Und was die Leistungselektronik auch so interessant macht: Am Ende steht zumeist was handfestes „zum Anfassen“. Es macht einfach großen Spaß seine Entwicklungen, z.B. in einem Fahrzeug, selbst erproben und dabei Leistung auch mal hautnah spüren zu können, oder einem Industriepartner dabei helfen zu können, Spezifikationen, die zuvor unerreichbar schienen, zu erfüllen.

 

Wie ging es dann nach der Station in München weiter?

Nach dieser tollen und sehr wichtigen Erfahrung in der Industrie bin ich im Jahr 2000 in die Forschung zurückgekehrt, als Abteilungsleiter am heutigen Fraunhofer IISB, hier auf dem TechFak Südgelände, und habe an diesem bis dato reinen Halbleiterinstitut den neuen Institutsteil „leistungselektronische Systeme“ aufgebaut, ab 2012 als stv. Institutsleiter. Im Jahr 2016 wurde ich dann auf den neu gegründeten Lehrstuhl für Leistungselektronik der FAU berufen. Die sehr enge Zusammenarbeit mit dem Fraunhofer IISB besteht aber natürlich weiterhin und ist eine Win-Win-Situation für beide Seiten. Heute ist unser Erlanger Leistungselektronik-Cluster eines der größten Forschungszentren für Leistungselektronik in Europa.

Der Lehrstuhl für Leistungselektronik wurde als erster aus dem Energie Campus Nürnberg (EnCN) entstandener Lehrstuhl des Departments EEI gegründet und hat seinen Sitz am EnCN in Nürnberg, auf dem ehemaligen AEG-Gelände in der Fürther Straße. Aktuell hat er 17 Mitarbeiterinnen und Mitarbeiter, dazu kommen 41 externe Doktorandinnen und Doktoranden, überwiegend am Fraunhofer-IISB.

 

Wie muss man sich denn so den typischen Tag als Lehrstuhlinhaber vorstellen?

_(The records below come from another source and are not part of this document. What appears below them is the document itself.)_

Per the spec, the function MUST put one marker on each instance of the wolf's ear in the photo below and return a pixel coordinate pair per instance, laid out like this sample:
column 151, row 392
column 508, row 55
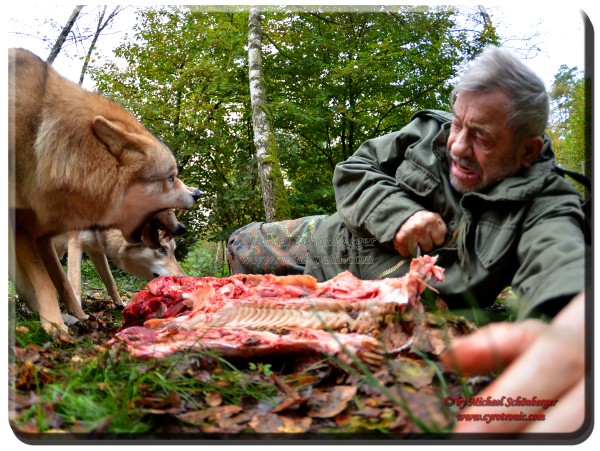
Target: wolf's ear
column 112, row 134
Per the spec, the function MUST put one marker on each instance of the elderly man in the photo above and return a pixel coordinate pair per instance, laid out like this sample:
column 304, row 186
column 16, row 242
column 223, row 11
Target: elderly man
column 476, row 187
column 479, row 189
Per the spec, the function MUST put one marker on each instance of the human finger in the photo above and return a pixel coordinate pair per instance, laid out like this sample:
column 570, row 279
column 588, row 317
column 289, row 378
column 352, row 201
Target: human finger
column 491, row 348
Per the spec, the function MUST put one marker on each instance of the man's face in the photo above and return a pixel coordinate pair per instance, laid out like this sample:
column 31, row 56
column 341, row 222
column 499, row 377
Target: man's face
column 481, row 148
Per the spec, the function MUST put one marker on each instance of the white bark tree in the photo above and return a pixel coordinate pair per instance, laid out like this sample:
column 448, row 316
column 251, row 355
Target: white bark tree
column 273, row 189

 Es gibt nicht den typischen Arbeitstag, dazu ist der Job viel zu abwechslungsreich. Für jemanden, dem der Kontakt mit Studierenden, die Wissensvermittlung, Lehre und Forschung, das Tüfteln und Erfinden Spaß macht, der empfindet das aber gar nicht als „Job“. Und wenn man dann seine Ideen in einem solchen Umfeld wie hier in Erlangen mit Begeisterung und Leidenschaft umsetzen kann – und quasi für´s Hobby auch noch bezahlt wird – dann empfinde ich das schon als Privileg.

Ein großer Wermutstropfen sind natürlich die Verwaltungsaufgaben und Bürokratie – dafür ist das Gehalt wohl eher Schmerzensgeld … (lacht)

 

Könnten Sie uns ein wenig über die Forschungsschwerpunkte am Lehrstuhl erzählen? Wo findet man diese Forschungsthematik beispielsweise im Alltag wieder?

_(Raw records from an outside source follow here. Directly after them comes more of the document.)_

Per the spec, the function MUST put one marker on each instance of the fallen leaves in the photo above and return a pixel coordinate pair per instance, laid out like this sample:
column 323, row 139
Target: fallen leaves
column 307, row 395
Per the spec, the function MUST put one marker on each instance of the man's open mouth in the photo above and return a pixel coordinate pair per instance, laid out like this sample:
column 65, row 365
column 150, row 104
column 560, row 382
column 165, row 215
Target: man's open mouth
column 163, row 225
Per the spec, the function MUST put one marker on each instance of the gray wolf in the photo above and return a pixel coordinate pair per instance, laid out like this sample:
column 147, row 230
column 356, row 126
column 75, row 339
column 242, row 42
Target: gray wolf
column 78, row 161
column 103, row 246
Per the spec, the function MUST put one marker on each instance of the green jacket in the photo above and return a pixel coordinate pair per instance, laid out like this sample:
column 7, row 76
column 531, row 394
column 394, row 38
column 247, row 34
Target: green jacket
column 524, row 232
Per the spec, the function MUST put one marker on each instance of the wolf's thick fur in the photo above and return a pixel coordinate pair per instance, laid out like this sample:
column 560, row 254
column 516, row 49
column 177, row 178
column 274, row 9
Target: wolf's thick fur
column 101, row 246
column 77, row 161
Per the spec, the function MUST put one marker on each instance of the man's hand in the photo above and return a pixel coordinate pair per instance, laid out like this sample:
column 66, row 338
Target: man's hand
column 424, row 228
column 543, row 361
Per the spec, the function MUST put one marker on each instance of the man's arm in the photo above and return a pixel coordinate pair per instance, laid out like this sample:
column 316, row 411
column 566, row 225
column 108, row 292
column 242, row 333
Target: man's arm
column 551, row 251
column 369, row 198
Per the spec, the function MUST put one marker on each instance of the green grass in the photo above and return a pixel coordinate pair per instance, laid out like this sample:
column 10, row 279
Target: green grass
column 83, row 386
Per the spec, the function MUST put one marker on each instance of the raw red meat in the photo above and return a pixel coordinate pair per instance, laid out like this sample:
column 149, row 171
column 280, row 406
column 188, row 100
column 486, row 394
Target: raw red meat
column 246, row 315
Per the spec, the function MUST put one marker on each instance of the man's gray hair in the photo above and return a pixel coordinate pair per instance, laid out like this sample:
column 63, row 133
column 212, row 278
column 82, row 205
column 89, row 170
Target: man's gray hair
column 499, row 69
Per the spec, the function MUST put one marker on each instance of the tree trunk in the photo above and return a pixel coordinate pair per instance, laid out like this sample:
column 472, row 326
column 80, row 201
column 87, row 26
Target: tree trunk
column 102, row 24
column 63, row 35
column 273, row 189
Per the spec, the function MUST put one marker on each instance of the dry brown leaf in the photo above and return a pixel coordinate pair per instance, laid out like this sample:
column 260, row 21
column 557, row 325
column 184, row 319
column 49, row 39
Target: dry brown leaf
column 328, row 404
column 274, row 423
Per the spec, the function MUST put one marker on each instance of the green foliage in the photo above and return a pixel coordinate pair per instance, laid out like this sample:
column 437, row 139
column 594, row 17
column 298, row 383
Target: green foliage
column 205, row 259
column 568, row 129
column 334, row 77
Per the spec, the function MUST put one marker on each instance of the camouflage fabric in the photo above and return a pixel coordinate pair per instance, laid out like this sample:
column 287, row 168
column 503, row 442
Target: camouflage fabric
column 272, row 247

Es ist heute praktisch unmöglich der Leistungselektronik zu entkommen, sie umgibt uns, zumeist unbemerkt, überall im Alltag: ob in Form des Handy-Ladegerätes oder in Haushaltsgeräten, ob in E-Bikes oder Elektroautos, in PV- oder Windkraftanlagen. Immer dann, wenn elektrische Energie erzeugt, transportiert oder verbraucht wird, sorgt Leistungselektronik dafür, daß diese Energie in der jeweils benötigten Form zur Verfügung steht.

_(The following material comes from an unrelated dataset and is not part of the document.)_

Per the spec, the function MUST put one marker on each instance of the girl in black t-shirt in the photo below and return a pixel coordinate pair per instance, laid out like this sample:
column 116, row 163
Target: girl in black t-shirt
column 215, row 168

Die meisten Forschungsthemen am Lehrstuhl drehen sich um die Schwerpunkte nachhaltige dezentrale Energiesysteme und nachhaltige Mobilität.

Gleichspannungsnetze, beispielsweise, erlauben eine deutlich kostengünstigere und energieeffizientere Nutzung von regenerativen Stromerzeugern einschließlich der Einbindung verschiedenster Speichertechnologien, im Vergleich zum traditionellen Wechselspannungsnetz. Für diese DC-Netze entwickeln wir unter anderem Systemkomponenten, Schutztechnik und Methoden zur Stabilitätsanalyse.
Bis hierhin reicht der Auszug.